Hey Christians, the Halloween America loves has a disturbing past
It’s easy to take Halloween for granted. At first blush, it seems like harmless children’s fun.
What’s more, about 70% of Americans cumulatively spend billions of dollars to participate each year. The candies, decorations, and costumes are almost impossible to avoid.
But the light-hearted, kid-friendly, materialistic Halloween we know today is the result of centuries of sanitization and re-branding. It has a disturbing history of pagan and occult ritual and widespread, socially-acceptable vandalism that Christians ought to take seriously.
Its oldest roots are pagan, tracing back to a festival called “Samhain,” when the Druidic priests of ancient Celts thought the dead roamed the earth. They burned animal sacrifices, attempted divination, and wore costumes made of animal hides and skulls. For Wiccans, Halloween is still celebrated in this spirit.
The Catholic Church tried to replace the pagan festival with “All Souls Day,” which eventually became “Halloween.” That’s why much of the contemporary Halloween celebration is a mixture of religious traditions, folk European harvest-time traditions that muddled and adapted Samhain over time, and modern consumeristic branding.
In the late 1800s, American communities first began pressing people to move away from ghosts and witches in favor of more innocuous, child-centered celebrations. Leaders urged the removal of “frightening” and “grotesque” imagery. They succeeded, for a while; but the occult merely took a back seat to vandalism and anarchy.
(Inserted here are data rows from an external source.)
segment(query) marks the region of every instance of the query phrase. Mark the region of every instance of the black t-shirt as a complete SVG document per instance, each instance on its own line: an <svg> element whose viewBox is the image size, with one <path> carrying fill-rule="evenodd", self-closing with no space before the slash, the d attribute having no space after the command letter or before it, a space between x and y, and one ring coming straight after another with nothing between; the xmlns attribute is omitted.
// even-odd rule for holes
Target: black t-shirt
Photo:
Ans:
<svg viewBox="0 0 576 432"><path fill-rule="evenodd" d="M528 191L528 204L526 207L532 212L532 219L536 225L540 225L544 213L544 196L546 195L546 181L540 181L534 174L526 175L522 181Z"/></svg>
This new, disruptive form of Halloween was largely imported by Scottish and Irish immigrant children, who drew on adapted versions of the original Halloween myths and cultural origin. As time passed, the pranks became more violent: They blew up bombs, threw bricks through windows, and vandalized the property of people who refused them the sweets they begged for.
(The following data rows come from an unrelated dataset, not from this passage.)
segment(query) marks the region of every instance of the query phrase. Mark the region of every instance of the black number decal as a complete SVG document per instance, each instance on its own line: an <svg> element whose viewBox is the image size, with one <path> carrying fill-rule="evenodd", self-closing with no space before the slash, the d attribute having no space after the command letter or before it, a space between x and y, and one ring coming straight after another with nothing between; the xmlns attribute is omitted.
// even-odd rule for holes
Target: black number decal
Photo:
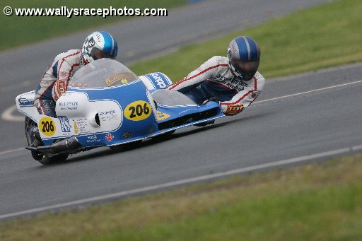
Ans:
<svg viewBox="0 0 362 241"><path fill-rule="evenodd" d="M131 115L129 116L129 117L131 117L131 118L136 117L136 114L134 114L134 112L136 112L136 108L134 106L131 106L128 110L132 111Z"/></svg>
<svg viewBox="0 0 362 241"><path fill-rule="evenodd" d="M45 132L45 122L42 122L42 132Z"/></svg>
<svg viewBox="0 0 362 241"><path fill-rule="evenodd" d="M50 131L54 131L54 125L53 125L53 121L50 122Z"/></svg>
<svg viewBox="0 0 362 241"><path fill-rule="evenodd" d="M137 105L136 107L131 106L128 108L128 110L131 111L130 118L134 118L137 116L141 117L142 114L148 114L150 112L150 108L148 107L148 103L144 103L144 106L141 105Z"/></svg>
<svg viewBox="0 0 362 241"><path fill-rule="evenodd" d="M136 107L136 113L137 114L137 115L139 117L142 115L142 114L144 113L144 110L142 109L142 105L137 105L137 106Z"/></svg>
<svg viewBox="0 0 362 241"><path fill-rule="evenodd" d="M50 132L54 131L54 124L53 121L50 121L50 123L49 123L48 121L46 122L42 122L42 132Z"/></svg>
<svg viewBox="0 0 362 241"><path fill-rule="evenodd" d="M150 112L150 108L148 108L148 107L147 106L147 103L144 103L144 112L146 114L148 114L148 113Z"/></svg>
Halloween pranks, vandalism, and violence at the beginning of the 1900s became such a problem that some cities considered banning the observance. People even died on Halloween night, and some armed themselves against pranksters. It took decades, until the 1950s, for “trick-or-treating” as we know it today to become culturally predominant.
An understanding of Halloween’s true history should serve as a reminder that it’s important for Christians to take worldly celebrations seriously, and take their origins and fruits into consideration before we participate with our families. We are in this world, but not of it, and we are called to rebuke evil and guard our hearts.
“Look carefully then how you walk, not as unwise but as wise,” Ephesians 5 tells us, “making the best use of the time because the days are evil. Therefore do not be foolish, but understand what the will of the Lord is.”
So this Halloween, I encourage you to look beyond the holiday’s current form and consider its dark history. A holiday marred by pagan origins, ongoing occult celebration, and a history of violence is worth treating with caution. How could something truly harmless bear such fruit, or grow from such roots?
And if you opt out of the typical Halloween festivities, autumn can still be a joy-filled time of celebration. Use it as an opportunity to gather with your family, share a meal to mark the harvest season, or attend a local church’s harvest festival. Make the season a chance to celebrate God’s creation, on God’s terms.
Timothy Head is the executive director of the Faith and Freedom Coalition.